Les recherches présentées dans cette thèse se situent dans le domaine de la sémantique computationnelle, domaine qui met à contribution les techniques de l'intelligence artificielle, les outils formels de la logique et les données et méthodes de la linguistique. Elles ont été menées sous la direction de Mario Borillo, animateur de l'équipe « Langue, Raisonnement, Calcul ». Cette équipe, à vocation pluri-disciplinaire, comprend des informaticiens de l'Institut de Recherche en Informatique de Toulouse (URA CNRS, Université Paul Sabatier, INP) et des linguistes de l'Équipe de Recherche en Syntaxe et Sémantique (URA CNRS, Université Toulouse-Le Mirail).

On s'intéresse dans ce travail aux phénomènes logico-sémantiques induits par l'emploi conjoint dans le langage naturel des concepts de temps et de négation. À cet effet, l'auteur mène une étude linguistique fine du terme présuppositionnel ne... plus, dans le but d'en dégager les propriétés sémantiques pertinentes. Cette étude permet de mettre au jour la contribution aspectuelle, temporelle, modale et pragmatique de ne... plus.

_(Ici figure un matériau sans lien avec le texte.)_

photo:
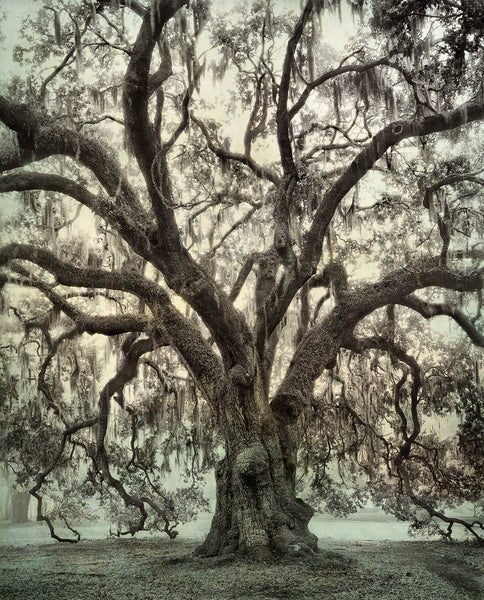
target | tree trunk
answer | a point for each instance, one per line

Sur le plan aspectuo-temporel, d'une part, on observe une sensibilité du sémantisme de cette locution à divers facteurs comme la classe aspectuelle du prédicat en jeu, les temps verbaux, ou les adverbes temporels. On relève aussi, de façon moins prévisible, certains emplois à valeur modale, pragmatique. Sur un plan différent, le terme ne... plus s'avère constituer un point d'entrée fructueux pour l'étude du phénomène de la présupposition, et en particulier de son articulation avec la négation.

Sur la base de cette étude, qui constitue la première partie de la thèse, l'auteur propose une représentation de ne... plus dans le cadre formel de la Théorie des Représentations Discursives (DRT) développé par Hans Kamp (1981 : A Theory of Truth and Semantics Representation, Amsterdam ; Kamp & Reyle 1993 : From discourse to logic, Kluwer). Cette démarche, qui permet de contribuer à l'évolution de cette théorie en la confrontant à des données linguistiques et représentationnelles nouvelles, fait l'objet de la deuxième partie de la thèse. Elle conduit l'auteur, après avoir présenté la DRT dans son état actuel, à envisager son extension pour rendre compte des différentes propriétés de ne... plus, en particulier par le biais de la proposition de Rob van der Sandt (1992 : Presupposition Projection as Anaphora Resolution, Journal of Semantics, 9(4)) qui consiste à traiter les présuppositions comme des anaphores, dans le cadre de la DRT.

L'auteur présente enfin, en troisième partie, une formalisation complète du processus de traitement sémantique de cette locution : prenant en entrée une représentation syntaxique des énoncés à traiter, ce processus mène à une représentation sémantique de ces énoncés, dans laquelle se trouvent donc prises en compte leurs caractéristiques aspectuelles et présuppositionnelles, ce qui permet de calculer de façon complète l'information temporelle décrite par ces énoncés. Ce processus est formalisé au moyen d'un lambda-calcul inspiré de celui proposé par Nicholas Asher (1993 : Reference to Abstract Objects in Discourse, Kluwer) et intègre une formulation corrigée de l'algorithme de traitement dit « anaphorique » des présuppositions proposé par van der Sandt.